The blue monkey or diademed monkey (Cercopithecus mitis) is a species of guenon native to various parts of east, central and southern Africa. This also includes the Congo River basin.
Despite its name, the blue monkey is not noticeably blue. It has little hair on its face, and this does sometimes give a blue appearance. It never has the vivid blue appearance of a mandrill. The fur is short, and mainly a grizzled brown color apart from the face. The face is dark with a pale yellowish patch on forehead. The mantle varies between subspecies. Typical sizes are from 19.69 to 25.6 inches (50 to 65 cm) long. The females weigh a little over 8.82 lbs (4 kg) and males up to 17.64 lbs (8 kg). The tail is almost as long as the rest of the animal.

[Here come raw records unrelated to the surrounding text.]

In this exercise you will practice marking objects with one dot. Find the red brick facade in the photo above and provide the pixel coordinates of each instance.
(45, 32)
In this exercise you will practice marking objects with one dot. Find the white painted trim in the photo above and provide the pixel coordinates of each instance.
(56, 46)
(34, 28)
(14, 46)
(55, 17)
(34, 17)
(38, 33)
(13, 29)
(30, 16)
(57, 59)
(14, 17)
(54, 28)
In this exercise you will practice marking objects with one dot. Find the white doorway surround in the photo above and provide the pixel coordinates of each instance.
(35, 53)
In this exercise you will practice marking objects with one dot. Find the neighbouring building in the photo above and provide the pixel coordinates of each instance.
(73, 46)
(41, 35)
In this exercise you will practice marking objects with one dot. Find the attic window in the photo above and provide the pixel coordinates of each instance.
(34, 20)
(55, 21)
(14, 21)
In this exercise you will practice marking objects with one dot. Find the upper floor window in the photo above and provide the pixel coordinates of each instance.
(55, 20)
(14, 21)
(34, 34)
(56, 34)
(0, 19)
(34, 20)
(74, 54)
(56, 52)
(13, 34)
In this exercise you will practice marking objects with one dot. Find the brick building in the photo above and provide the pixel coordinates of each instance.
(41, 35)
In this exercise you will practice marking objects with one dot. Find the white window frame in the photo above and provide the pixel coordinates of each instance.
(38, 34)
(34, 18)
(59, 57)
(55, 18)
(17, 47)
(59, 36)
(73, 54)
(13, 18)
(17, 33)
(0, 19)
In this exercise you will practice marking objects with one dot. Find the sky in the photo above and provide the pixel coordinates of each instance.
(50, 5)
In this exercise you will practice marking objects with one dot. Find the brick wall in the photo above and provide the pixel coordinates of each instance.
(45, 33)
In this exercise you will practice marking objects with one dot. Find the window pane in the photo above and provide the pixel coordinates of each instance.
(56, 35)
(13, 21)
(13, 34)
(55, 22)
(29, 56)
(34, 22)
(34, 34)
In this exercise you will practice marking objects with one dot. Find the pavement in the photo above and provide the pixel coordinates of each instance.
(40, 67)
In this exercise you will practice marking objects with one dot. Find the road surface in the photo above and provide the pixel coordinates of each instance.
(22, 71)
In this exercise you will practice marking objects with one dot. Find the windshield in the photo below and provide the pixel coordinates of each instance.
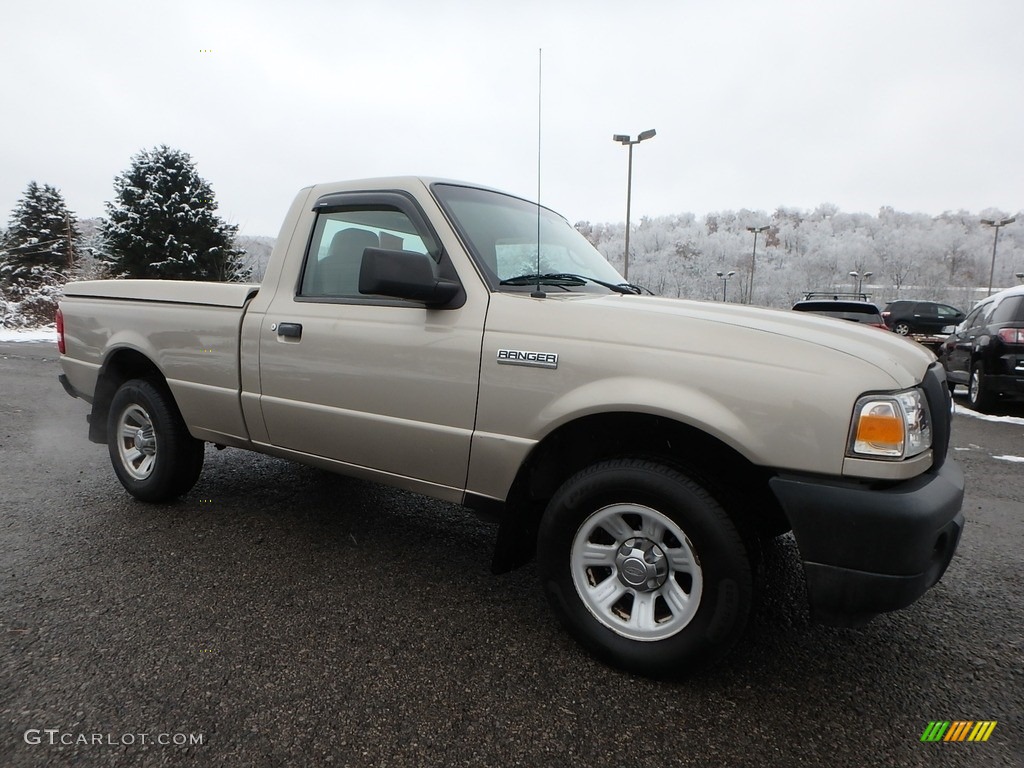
(501, 231)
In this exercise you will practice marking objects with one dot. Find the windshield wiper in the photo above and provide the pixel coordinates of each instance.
(568, 279)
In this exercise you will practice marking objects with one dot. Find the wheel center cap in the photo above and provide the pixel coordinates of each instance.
(641, 564)
(144, 441)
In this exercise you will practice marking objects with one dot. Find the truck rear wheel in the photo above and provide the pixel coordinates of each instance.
(644, 567)
(152, 452)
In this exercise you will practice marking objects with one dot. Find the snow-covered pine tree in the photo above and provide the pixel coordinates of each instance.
(41, 245)
(162, 223)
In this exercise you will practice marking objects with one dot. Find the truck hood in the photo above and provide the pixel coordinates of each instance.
(804, 337)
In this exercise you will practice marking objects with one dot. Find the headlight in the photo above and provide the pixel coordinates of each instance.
(890, 426)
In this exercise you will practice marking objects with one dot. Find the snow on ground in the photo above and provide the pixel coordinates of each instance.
(29, 334)
(964, 411)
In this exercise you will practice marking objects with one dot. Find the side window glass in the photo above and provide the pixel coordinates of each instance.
(335, 256)
(1011, 309)
(970, 321)
(984, 312)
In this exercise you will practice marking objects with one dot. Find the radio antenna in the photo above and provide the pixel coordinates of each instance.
(538, 293)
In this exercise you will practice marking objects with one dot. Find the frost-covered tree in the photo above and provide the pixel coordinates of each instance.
(41, 245)
(163, 223)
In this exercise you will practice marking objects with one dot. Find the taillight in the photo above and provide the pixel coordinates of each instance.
(60, 345)
(1012, 335)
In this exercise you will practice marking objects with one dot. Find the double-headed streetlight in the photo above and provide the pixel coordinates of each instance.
(724, 276)
(995, 242)
(627, 141)
(860, 278)
(754, 256)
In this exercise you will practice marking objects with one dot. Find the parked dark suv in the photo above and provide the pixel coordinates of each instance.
(986, 351)
(842, 306)
(920, 316)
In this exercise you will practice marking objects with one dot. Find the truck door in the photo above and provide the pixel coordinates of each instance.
(375, 382)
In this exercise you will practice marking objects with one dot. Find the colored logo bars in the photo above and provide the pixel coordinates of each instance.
(958, 730)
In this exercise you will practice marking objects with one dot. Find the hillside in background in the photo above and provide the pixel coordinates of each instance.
(907, 255)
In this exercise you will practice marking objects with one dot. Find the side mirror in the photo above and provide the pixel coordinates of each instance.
(404, 274)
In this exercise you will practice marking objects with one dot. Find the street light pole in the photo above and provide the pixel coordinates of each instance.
(860, 278)
(754, 255)
(995, 242)
(627, 141)
(725, 283)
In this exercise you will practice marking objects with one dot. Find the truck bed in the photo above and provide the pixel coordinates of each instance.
(188, 329)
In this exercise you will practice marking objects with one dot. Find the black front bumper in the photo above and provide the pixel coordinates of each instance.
(870, 550)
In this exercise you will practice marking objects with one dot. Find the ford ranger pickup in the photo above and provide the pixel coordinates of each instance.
(464, 343)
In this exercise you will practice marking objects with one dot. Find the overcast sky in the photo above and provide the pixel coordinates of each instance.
(757, 103)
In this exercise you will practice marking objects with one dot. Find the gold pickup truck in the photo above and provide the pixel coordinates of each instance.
(466, 344)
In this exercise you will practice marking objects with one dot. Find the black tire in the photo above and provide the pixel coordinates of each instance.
(649, 629)
(161, 461)
(978, 392)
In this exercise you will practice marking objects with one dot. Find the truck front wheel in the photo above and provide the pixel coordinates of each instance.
(152, 452)
(644, 567)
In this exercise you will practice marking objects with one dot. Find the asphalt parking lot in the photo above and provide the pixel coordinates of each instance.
(285, 616)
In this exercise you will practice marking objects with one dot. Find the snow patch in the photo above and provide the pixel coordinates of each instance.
(29, 334)
(962, 411)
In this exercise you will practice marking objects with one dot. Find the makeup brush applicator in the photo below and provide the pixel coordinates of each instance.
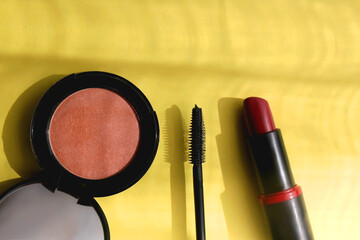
(197, 157)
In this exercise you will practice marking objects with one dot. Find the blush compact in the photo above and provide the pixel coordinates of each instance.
(94, 134)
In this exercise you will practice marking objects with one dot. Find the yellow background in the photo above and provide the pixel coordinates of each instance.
(302, 56)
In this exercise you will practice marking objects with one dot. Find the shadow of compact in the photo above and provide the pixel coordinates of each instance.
(16, 131)
(243, 214)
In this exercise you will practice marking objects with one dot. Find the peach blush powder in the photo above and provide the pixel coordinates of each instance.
(94, 133)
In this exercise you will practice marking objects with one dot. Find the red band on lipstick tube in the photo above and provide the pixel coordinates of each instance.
(267, 199)
(281, 198)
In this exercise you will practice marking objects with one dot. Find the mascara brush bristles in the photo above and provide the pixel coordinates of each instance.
(197, 157)
(197, 136)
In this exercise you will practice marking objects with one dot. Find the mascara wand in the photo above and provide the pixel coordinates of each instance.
(197, 157)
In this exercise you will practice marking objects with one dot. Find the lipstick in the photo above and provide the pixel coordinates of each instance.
(282, 199)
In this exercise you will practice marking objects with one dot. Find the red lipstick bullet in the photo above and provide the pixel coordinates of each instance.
(282, 199)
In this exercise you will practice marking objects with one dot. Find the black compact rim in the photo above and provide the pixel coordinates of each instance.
(90, 201)
(148, 142)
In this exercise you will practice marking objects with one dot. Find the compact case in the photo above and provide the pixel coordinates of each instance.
(94, 134)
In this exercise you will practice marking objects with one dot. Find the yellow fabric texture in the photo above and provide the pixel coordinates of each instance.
(302, 56)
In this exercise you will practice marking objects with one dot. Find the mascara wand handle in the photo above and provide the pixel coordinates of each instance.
(199, 201)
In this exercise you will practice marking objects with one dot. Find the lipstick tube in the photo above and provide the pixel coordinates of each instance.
(282, 199)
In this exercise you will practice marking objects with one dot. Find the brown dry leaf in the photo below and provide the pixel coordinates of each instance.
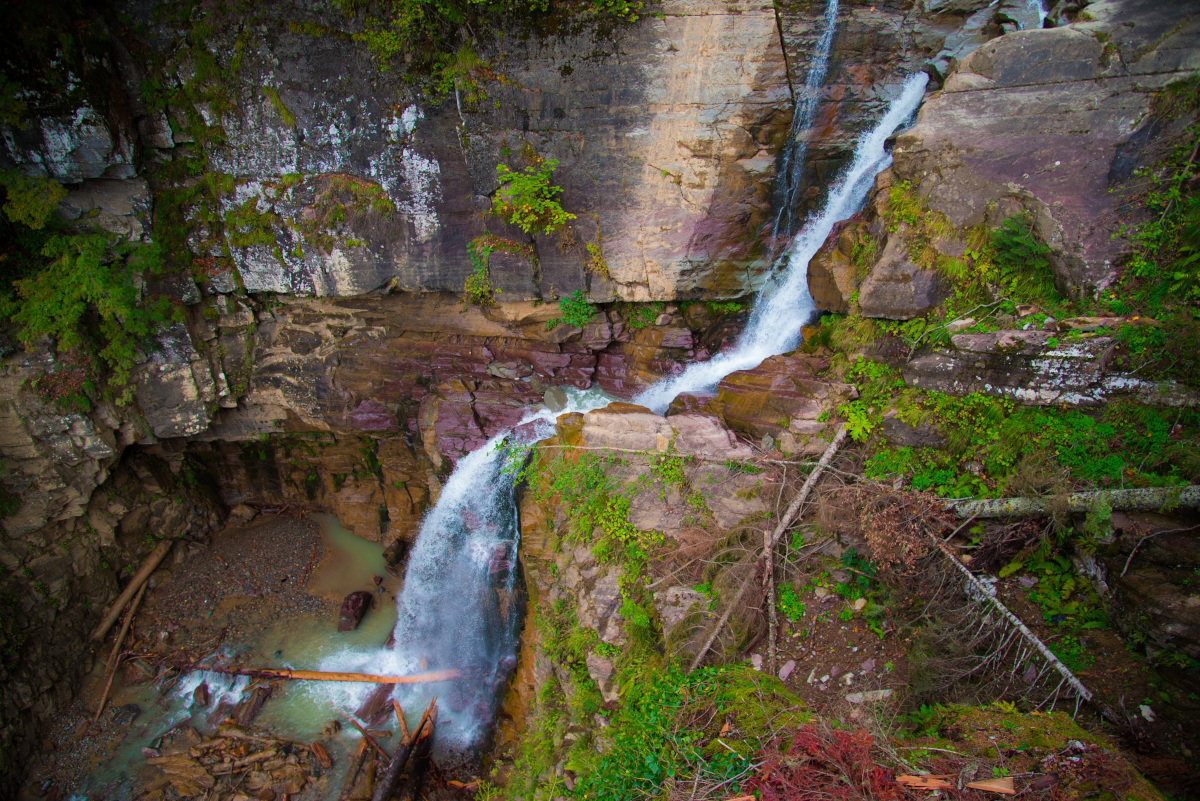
(995, 786)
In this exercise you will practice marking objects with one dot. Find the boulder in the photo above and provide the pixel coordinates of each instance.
(354, 609)
(898, 289)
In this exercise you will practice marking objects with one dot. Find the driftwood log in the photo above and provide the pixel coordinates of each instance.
(387, 786)
(114, 658)
(135, 584)
(321, 675)
(1153, 498)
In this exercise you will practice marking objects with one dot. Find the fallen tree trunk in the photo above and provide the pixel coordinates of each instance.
(115, 656)
(1030, 637)
(139, 578)
(396, 766)
(771, 541)
(1155, 498)
(319, 675)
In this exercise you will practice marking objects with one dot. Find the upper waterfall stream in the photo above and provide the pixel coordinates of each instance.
(456, 608)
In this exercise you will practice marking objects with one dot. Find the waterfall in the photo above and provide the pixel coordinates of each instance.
(784, 305)
(1039, 8)
(792, 164)
(456, 609)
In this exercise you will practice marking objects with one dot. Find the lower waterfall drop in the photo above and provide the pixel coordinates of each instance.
(456, 607)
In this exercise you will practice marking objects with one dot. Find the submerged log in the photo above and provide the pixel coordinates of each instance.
(377, 705)
(249, 709)
(319, 675)
(354, 608)
(387, 786)
(135, 584)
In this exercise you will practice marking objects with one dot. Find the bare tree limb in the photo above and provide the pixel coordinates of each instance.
(1153, 498)
(773, 538)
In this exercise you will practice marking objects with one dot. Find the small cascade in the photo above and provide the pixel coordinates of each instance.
(785, 306)
(459, 608)
(792, 163)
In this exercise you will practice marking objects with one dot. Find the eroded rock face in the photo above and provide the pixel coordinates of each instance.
(1049, 121)
(1036, 367)
(785, 396)
(665, 131)
(1153, 602)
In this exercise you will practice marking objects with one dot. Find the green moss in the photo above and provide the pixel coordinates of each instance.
(273, 95)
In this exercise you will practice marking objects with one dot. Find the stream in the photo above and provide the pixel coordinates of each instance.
(456, 607)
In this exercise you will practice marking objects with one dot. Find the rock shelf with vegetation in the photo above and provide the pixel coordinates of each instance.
(263, 260)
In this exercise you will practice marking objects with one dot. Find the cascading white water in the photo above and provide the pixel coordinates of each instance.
(784, 306)
(456, 608)
(792, 163)
(1041, 8)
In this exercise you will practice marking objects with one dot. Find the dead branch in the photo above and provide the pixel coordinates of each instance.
(1149, 536)
(1030, 637)
(318, 675)
(1120, 499)
(388, 783)
(115, 656)
(771, 541)
(143, 573)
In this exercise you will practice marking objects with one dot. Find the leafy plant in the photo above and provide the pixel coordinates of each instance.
(575, 311)
(527, 198)
(1024, 259)
(790, 604)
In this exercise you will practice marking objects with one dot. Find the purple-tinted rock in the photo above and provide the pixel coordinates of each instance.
(354, 608)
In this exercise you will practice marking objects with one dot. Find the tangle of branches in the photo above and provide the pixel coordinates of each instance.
(823, 764)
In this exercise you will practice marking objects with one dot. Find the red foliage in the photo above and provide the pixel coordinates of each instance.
(822, 764)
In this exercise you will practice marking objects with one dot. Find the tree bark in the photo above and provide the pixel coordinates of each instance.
(1155, 498)
(319, 675)
(143, 573)
(391, 778)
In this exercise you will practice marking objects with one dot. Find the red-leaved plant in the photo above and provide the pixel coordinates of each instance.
(823, 764)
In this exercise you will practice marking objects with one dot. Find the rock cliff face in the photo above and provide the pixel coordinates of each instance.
(1048, 121)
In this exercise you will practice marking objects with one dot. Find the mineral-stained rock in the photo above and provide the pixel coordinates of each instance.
(1048, 121)
(1035, 367)
(354, 608)
(898, 289)
(766, 399)
(601, 669)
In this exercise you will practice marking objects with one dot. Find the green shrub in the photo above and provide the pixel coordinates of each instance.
(528, 199)
(575, 311)
(1024, 260)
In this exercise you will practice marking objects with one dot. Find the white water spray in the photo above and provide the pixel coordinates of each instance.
(785, 306)
(459, 604)
(791, 169)
(457, 608)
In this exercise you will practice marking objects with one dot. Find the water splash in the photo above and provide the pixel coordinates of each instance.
(785, 306)
(791, 169)
(457, 607)
(459, 604)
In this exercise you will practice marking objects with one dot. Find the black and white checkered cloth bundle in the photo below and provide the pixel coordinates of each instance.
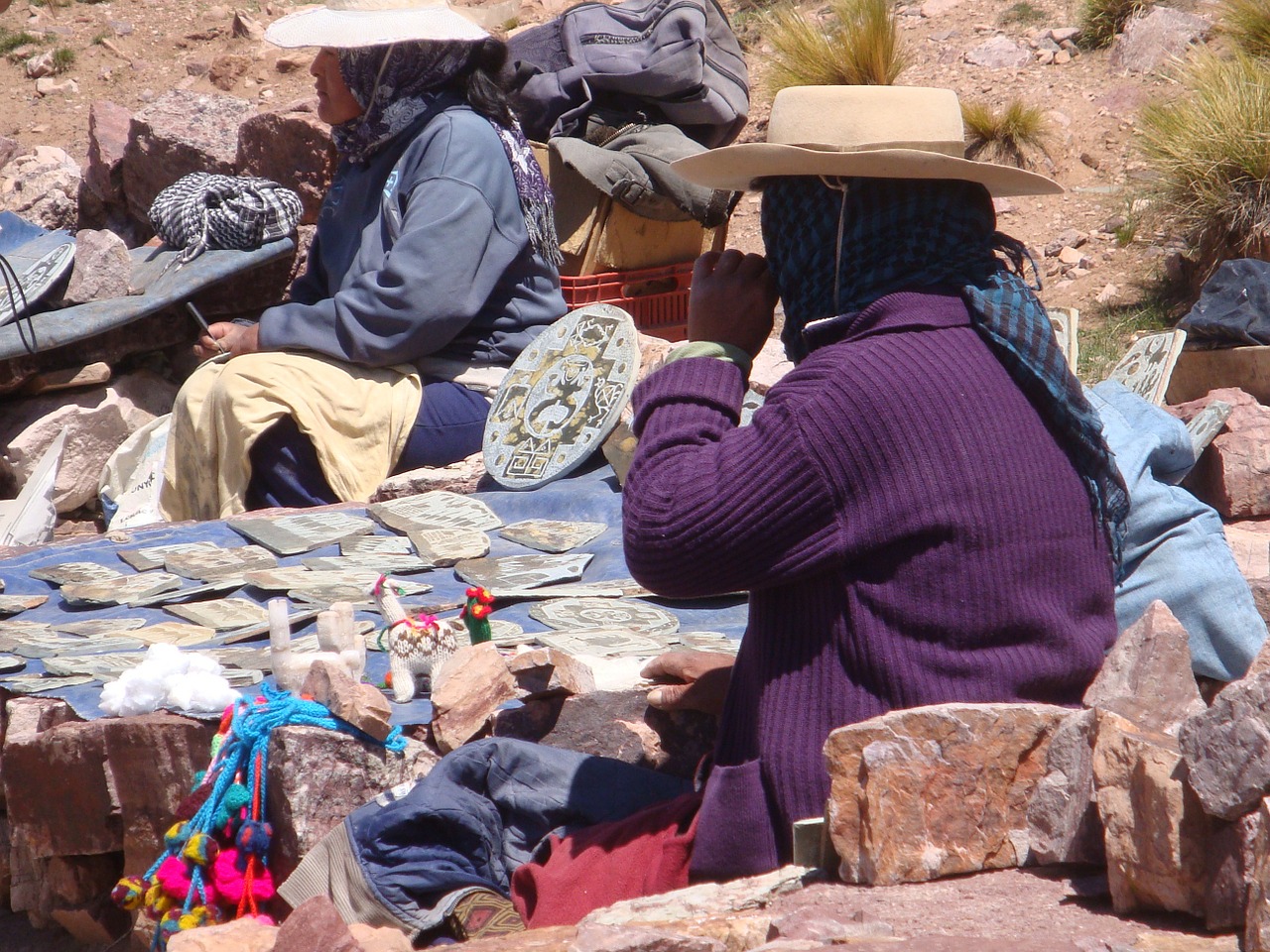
(204, 211)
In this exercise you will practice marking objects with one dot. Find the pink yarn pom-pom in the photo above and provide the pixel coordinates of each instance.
(227, 880)
(173, 876)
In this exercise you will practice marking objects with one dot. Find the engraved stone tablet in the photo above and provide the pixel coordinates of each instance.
(68, 647)
(190, 594)
(21, 629)
(119, 590)
(522, 571)
(562, 398)
(173, 634)
(606, 643)
(39, 683)
(1066, 322)
(1148, 366)
(153, 556)
(439, 509)
(445, 547)
(102, 626)
(13, 604)
(220, 562)
(708, 642)
(293, 535)
(36, 281)
(221, 613)
(376, 544)
(1206, 424)
(12, 662)
(552, 535)
(604, 613)
(72, 572)
(381, 562)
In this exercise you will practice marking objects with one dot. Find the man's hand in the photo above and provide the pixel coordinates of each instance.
(731, 301)
(699, 680)
(236, 339)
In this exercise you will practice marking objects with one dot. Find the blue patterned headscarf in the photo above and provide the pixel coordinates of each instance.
(835, 249)
(399, 82)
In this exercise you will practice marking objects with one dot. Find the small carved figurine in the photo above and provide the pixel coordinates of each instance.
(417, 647)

The blue monkey is found in rain forests and mountain bamboo forests. It lives largely in the forest canopy, coming to the ground infrequently. It is very dependent on humid, shady areas with plenty of water. It eats mainly fruit and leaves, but will take some slower-moving invertebrates. It prefers to live in tall trees that provide both food and shelter. They are suffering from the loss of its natural habitat.
The mating system has more than one mate. Females normally give birth every two years. They give birth during the onset of the warm, rainy season. Gestation is around 5 months and the infants are born with fur and with their eyes open. Group sizes range from 10 to 40, containing only a single adult male. It is often found in groups with other species of monkeys such as the red-tailed monkey and various red colobus monkeys.